3. Do some yoga poses.
Although it is recommended not to be physically active right before going to bed, there are certain yoga positions that have an anti-stress effect and prepare us for a deep and relaxing sleep. but we can perform them right on the bed. One of the simplest is to lie on your back and place your feet vertically against the wall. In this way, in a few minutes you effectively improve the circulation of your body and breathe deeply.
4. Write down all your worries and obligations and save them for tomorrow.
Disconnecting all things and thoughts is easier said than done. You can help yourself by becoming aware of and writing down on a piece of paper all the worries that pop into your head and set a time to "worry" about the things on the list - say the next morning at nine o'clock. Already Scarlett O'Hara said in the movie Gone With the Wind: "I'll think about it tomorrow."
READ MORE: How to sleep better with simple tips
5. Use visualization.
Visualization is a powerful tool that has a much greater influence on our hormones than you might think. In your head, you imagine that you are in a place where you are nice, warm and where you feel safe and carefree. Maybe it's in grandma's old kitchen where you can smell her cookies or on a sandy beach where all you can hear is the sound of the waves. Go where you feel good.
6. Prepare your bath.
If you're going to the bathroom with the intention of pampering yourself for a few minutes, this will be it "time just for you" had a calming effect on your body.

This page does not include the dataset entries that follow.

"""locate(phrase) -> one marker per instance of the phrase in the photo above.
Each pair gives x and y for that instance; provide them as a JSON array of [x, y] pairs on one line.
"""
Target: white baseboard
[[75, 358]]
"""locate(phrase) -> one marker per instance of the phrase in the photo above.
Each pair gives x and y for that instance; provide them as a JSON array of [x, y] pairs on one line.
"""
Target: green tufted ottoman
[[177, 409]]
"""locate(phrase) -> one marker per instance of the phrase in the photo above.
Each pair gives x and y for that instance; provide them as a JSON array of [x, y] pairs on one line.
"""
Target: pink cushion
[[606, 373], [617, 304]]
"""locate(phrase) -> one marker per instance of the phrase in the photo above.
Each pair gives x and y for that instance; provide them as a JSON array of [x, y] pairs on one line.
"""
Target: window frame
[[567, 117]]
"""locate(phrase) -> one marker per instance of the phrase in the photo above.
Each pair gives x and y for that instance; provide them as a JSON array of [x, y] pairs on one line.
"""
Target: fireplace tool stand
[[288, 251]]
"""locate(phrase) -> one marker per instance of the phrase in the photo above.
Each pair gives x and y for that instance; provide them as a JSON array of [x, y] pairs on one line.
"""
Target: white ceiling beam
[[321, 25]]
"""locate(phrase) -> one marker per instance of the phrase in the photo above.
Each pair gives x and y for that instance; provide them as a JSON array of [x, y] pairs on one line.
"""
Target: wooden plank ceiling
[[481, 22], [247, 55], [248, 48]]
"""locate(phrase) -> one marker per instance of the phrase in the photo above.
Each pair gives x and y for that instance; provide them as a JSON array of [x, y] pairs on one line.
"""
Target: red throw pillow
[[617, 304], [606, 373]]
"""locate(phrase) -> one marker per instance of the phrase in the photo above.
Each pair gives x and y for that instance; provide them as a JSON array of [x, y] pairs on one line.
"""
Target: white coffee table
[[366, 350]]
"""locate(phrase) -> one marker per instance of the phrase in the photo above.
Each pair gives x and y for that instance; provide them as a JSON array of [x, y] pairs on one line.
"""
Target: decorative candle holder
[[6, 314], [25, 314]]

After a hot bath, your body temperature will drop a bit, which will cause you to feel sleepy with a more relaxed metabolism.
7. Change the bedding and ensure a suitable temperature.
Fresh bedding will make sleep much more inviting, and this trick is especially effective after a relaxing bath. It is also important to ensure a suitable room temperature: you will fall asleep more soundly in a little while cooler rooms.
8. Eat sleep food.
Although it is important not to eat large meals right before bed, there is food for sleeping. It is a food that contains a lot magnesium (almonds, cashews, spinach) and B vitamins (leafy green vegetables, hazelnuts).
9. Prepare a cup of chamomile tea or warm milk.
If coffee and other caffeinated drinks are absolutely forbidden after two o'clock in the afternoon for good sleep, chamomile tea and warm milk are absolutely desirable. Chamomile tea has (scientifically proven) properties that reduce anxiety, and warm milk (according to folk wisdom) has a calming effect on us.
10. In all seriousness: count the sheep.
When we were little, our parents didn't tell us to count sheep to help us fall asleep for nothing. If we are counting sheep, our attention is no longer on the frantic thoughts in our head. And if you think you are too old for sheep, you can instead just slowly count to a thousand, or recite some long poem in your head over and over again that you had to learn on the school benches - say Gregorčič's Soča.